Existe um ditado popular que diz que a pior censura é a própria autocensura. Na ditadura civil-militar que durou de 64 até 85, o estágio maior das censuras dentro das redações jornalísticas se deu no momento em que os próprios jornalistas obedeceram o regime para não terem o seu trabalho limado das publicações. Tudo feito com medo do fechamento de jornais e de revistas.
É levando isso em consideração que é assustador ler as diretrizes de redes sociais publicadas pelo Grupo Globo no dia 1º de julho de 2018.
Redigido por João Roberto Marinho com o abre “companheiros e companheiras”, a carta revela tudo, menos companheirismo. Primeiro, ela frisa que as redes sociais são um fenômeno do século 21 para depois dar uma definição fechada desses meios: para a Globo, tais redes são espaços públicos. Considerando isso, o perfil pessoal de um funcionário confunde-se com o próprio papel do funcionário na empresa.
O trecho mais absurdo de suas diretrizes é o seguinte: “em sua atuação nas redes sociais, o jornalista deve evitar tudo o que comprometa a percepção de que o Grupo Globo é isento. Por esse motivo, nas redes sociais, esses jornalistas devem se abster de expressar opiniões políticas, promover e apoiar partidos e candidaturas, defender ideologias e tomar partido em questões controversas e polêmicas que estão sendo cobertas jornalisticamente pelo Grupo Globo…
Em síntese, esses jornalistas não devem nunca se pôr como parte do debate político e ideológico, muito menos com o intuito de contribuir para a vitória ou a derrota de uma tese, uma medida que divida opiniões, um objetivo em disputa. Isso inclui endossar ou, na linguagem das redes sociais, “curtir” publicações ou eventos de terceiros que participem da luta político-partidária ou de ideias.

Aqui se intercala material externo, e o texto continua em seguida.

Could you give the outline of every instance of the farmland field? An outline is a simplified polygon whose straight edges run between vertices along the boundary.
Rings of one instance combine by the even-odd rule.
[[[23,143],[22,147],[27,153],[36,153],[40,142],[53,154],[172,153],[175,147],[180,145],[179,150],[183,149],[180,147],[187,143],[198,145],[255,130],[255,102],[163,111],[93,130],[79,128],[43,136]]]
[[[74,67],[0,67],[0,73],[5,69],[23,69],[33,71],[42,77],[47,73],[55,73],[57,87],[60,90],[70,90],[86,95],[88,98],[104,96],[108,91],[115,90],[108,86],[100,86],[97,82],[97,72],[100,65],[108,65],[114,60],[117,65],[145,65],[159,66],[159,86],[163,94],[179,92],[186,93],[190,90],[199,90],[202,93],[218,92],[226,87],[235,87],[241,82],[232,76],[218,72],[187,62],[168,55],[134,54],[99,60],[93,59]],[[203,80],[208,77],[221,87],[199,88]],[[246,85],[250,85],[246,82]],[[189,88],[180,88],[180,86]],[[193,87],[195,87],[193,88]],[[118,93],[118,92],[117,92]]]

Quando acompanhar a atividade nas redes sociais de candidatos, partidos, entidades ou movimentos em torno da defesa de ideias ou projetos for fundamental para a cobertura jornalística, é permitido que o jornalista siga as suas páginas ou contas (mas não se deve curtir os seus posts).
Quando for assim, o jornalista deve seguir todos os candidatos a um cargo majoritário e, nos outros casos, partidos e movimentos que defendam ideias opostas ou essencialmente diferentes, para que fique claro ao público que a iniciativa de os seguir não se deve a preferências pessoais. Da mesma forma, esses jornalistas devem avaliar se sua imagem de isenção estará sendo comprometida ao compartilhar material de terceiros. Agir de modo diferente compromete de forma irremediável a isenção do jornalista e mancha a reputação do veículo para o qual trabalha, com a consequência já mencionada”.
O Grupo Globo só abre exceção para um tipo de profissional: o colunista opinativo. A empresa, que é o maior grupo de comunicação do Brasil e um dos maiores do mundo, desconsidera que o repórter, o “operário da notícia”, pode ter opiniões e deveria ter o seu direito a individualidade garantido nas redes. Para o Grupo Globo, o colunista de opinião age com transparência. Merval Pereira, Miriam Leitão e outros profissionais neste segmento estariam agindo dentro do jogo.
Nisso, o Grupo Globo está certo. Mas ele erra, grosseiramente, ao censurar funcionários de outras áreas, repórteres e jornalistas de “baixa patente”.
Para qualquer um que enxerga o jornalismo no Brasil e no resto do mundo, sabe o quanto as opiniões são valorizadas no jornalismo. Mais do que expressar a esquerda ou a direita políticas, as opiniões definem o foco editorial de um veículo e sintetizam a visão dos donos dos meios de comunicação.
Muitas vezes, os patrões terceirizam suas opiniões por meio dos colunistas, em nome de uma maior articulação. Muitas vezes, os patrões contratam colunistas de opinião que contrariam seus interesses, para espelhar uma imagem de pluralidade.
O Grupo Globo, para manter sua hegemonia técnica e comunicacional, tomou uma decisão bizarra e radical. Calou seus jornalistas fora do horário do trabalho. Ceifou sua capacidade intelectual de terem independência nas redes sociais que, sim, tem uma forte face pública.
Mas, como o escândalo do Facebook evidenciou, rede social também lida com dados privados que não podem e não deveriam ser vazados. Isso faz parte do direito à privacidade na internet. No Brasil, ele é previso no Marco Civil nacional.
Trabalhei por um bom período como freelancer da Globo. Tenho orgulho do que fiz pela empresa no meu curto período de tempo.
Dito isso: o posicionamento do Grupo Globo, ao se autocensurar, é vergonhoso para uma empresa que se pretende moderna em 2018. Não reflete modernização. Pelo contrário: lembra de maneira lamentável a autocensura de um regime como uma ditadura.